Good maintenance is always best, but if you don’t use it, you could lose it.

Jerry Eugenio

Tampa Florida

A: Thank you so much for reaching out. For the past 40 years or so, on most vehicles, when the defroster is engaged, the A/C compressor runs to remove the humidity from the air to help dry the windows quickly. Thus, even in Alaska, the A/C is in use throughout the year.

I agree with you that machinery needs to be used, but look at it this way: There are many non-automotive vehicles such as farm tractors and construction equipment, as well as new vehicles and machines, that sit for a long time before they are sold, and they don’t experience A/C failures right away. Granted, if a farm tractor sat for five years before it was sold, there would be a loss of refrigerant, but the compressor would not fail.
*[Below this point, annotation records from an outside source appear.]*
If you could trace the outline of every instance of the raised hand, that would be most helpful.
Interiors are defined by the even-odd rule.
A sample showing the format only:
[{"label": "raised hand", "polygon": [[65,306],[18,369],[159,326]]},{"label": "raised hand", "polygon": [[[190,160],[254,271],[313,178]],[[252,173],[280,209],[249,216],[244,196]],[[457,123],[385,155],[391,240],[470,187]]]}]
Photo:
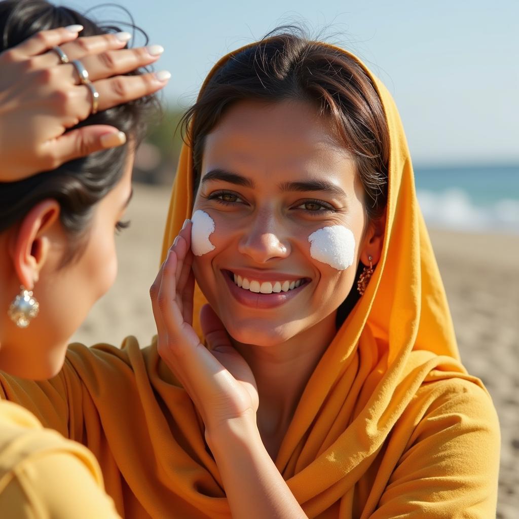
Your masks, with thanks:
[{"label": "raised hand", "polygon": [[[0,182],[12,182],[67,161],[124,144],[113,127],[91,125],[65,133],[93,107],[72,62],[80,60],[104,110],[156,91],[169,73],[122,76],[159,58],[152,46],[124,49],[127,33],[78,38],[80,25],[44,31],[0,53]],[[59,46],[70,62],[63,63]],[[66,60],[65,60],[66,61]]]},{"label": "raised hand", "polygon": [[150,294],[159,353],[193,401],[208,438],[235,419],[250,419],[255,424],[258,393],[252,372],[209,305],[201,313],[207,348],[192,326],[195,279],[190,233],[187,221]]}]

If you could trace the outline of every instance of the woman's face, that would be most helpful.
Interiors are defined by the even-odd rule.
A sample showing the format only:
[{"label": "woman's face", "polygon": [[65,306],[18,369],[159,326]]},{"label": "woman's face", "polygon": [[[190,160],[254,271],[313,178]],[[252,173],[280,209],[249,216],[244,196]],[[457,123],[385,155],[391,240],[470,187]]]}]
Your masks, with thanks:
[{"label": "woman's face", "polygon": [[[79,255],[62,266],[69,245],[59,219],[46,231],[50,244],[38,280],[33,289],[39,313],[21,329],[3,312],[0,368],[28,378],[47,378],[61,368],[71,336],[93,304],[112,285],[117,274],[114,234],[131,194],[133,154],[118,183],[95,207],[86,242]],[[12,293],[19,291],[14,271]],[[7,303],[2,299],[3,304]]]},{"label": "woman's face", "polygon": [[[193,212],[214,221],[214,249],[195,256],[194,269],[235,340],[270,346],[316,326],[334,329],[370,238],[363,197],[351,155],[309,104],[248,101],[229,110],[204,143]],[[309,237],[332,226],[353,238],[347,268],[326,261],[323,248],[334,247],[326,236],[311,251]],[[287,292],[251,290],[287,281]]]}]

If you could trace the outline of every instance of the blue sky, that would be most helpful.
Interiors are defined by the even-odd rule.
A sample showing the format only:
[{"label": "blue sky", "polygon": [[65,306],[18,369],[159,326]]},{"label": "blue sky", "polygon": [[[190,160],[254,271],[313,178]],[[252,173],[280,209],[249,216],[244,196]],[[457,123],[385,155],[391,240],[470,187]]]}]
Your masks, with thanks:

Based on you having three new vehicles in 14 years, on the average, you keep each around five years. That works out to a new car every five years or so. That is just at the threshold of needing to have the A/C serviced.

Without doing an autopsy on your Barracuda’s Sanden compressor, we do not know why it failed. It may have been a mechanical issue. However, I would bet it was from acid. Was the dryer changed with the compressor? If not, then the desiccant is most likely saturated and may take out the new compressor over time.

Please know that I agree it is always good to use every aspect of machinery regularly, but I do not want someone in North Dakota in the winter to be worried. If they use the defroster, then the A/C is being exercised!

Moisture that enters the system as the refrigerant slowly escapes is the culprit for most A/C system failures. Several of my vehicles have between 100,000 and 500,000 miles as of this writing. I have never suffered an A/C system failure—every three to five years, I service the systems.